Slide View : Parallel Computer Architecture and Programming : 15-418/618 Fall 2016

Previous | Next --- Slide 10 of 63

Iamme

I'm a little confused as to why the 4D blocking reduces time spent on communication between tasks. Doesn't every block need to access the same elements regardless of which order it accesses them in? Or is order key? Also how does this relate to cache blocks? Thanks!

tommywow

In terms of cache locality, it reduces a lot of misses in a 4D array layout. That is because each processor can fetch a chunk of memory and in the 4D array layout, the data is going to be in the same block. In the 2D row-major array layout, when a chunk of data is fetched, say the first row, the data is distributed over 4 different blocks, while the 4D array version won't have this problem.

Iamme

By blocks do you mean cache blocks? Where are you imagining the separations between cache blocks?

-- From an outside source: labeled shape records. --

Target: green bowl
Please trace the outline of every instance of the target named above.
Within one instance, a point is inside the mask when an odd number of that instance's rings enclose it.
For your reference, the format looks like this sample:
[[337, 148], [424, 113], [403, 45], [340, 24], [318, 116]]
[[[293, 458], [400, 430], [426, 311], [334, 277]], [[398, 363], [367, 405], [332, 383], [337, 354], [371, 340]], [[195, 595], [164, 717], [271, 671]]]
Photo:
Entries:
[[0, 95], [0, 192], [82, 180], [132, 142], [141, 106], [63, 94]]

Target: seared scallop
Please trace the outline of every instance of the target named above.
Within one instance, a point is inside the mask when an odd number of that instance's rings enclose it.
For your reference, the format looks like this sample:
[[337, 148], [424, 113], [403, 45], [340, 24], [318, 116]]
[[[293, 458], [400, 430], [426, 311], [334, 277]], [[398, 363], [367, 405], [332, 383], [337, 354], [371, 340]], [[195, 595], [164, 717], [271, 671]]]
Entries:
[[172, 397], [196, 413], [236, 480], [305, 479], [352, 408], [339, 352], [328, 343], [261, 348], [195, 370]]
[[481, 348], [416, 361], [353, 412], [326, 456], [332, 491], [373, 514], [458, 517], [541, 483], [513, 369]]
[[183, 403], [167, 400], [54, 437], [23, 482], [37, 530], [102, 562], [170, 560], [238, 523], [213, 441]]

Maybe I'm mis-remembering things learned in 213, but I thought that normally a row of a matrix is most likely to share a cache block because it's a contiguous block of memory. So the different rows belonging to a processor in the 4D arrangement will probably not be in the same cache block.

jmackama

@lamme contiguous only works in your favor up until the block size, at which point the indexing and associativity matter more. Using a 4D arrangement allows you to hit more distinct indices if done right.

hanzhoul

4D memory layout can also be useful in reducing overhead between threads. Reducing memory accessing time can reduce the possibility that two threads have big difference in memory loading.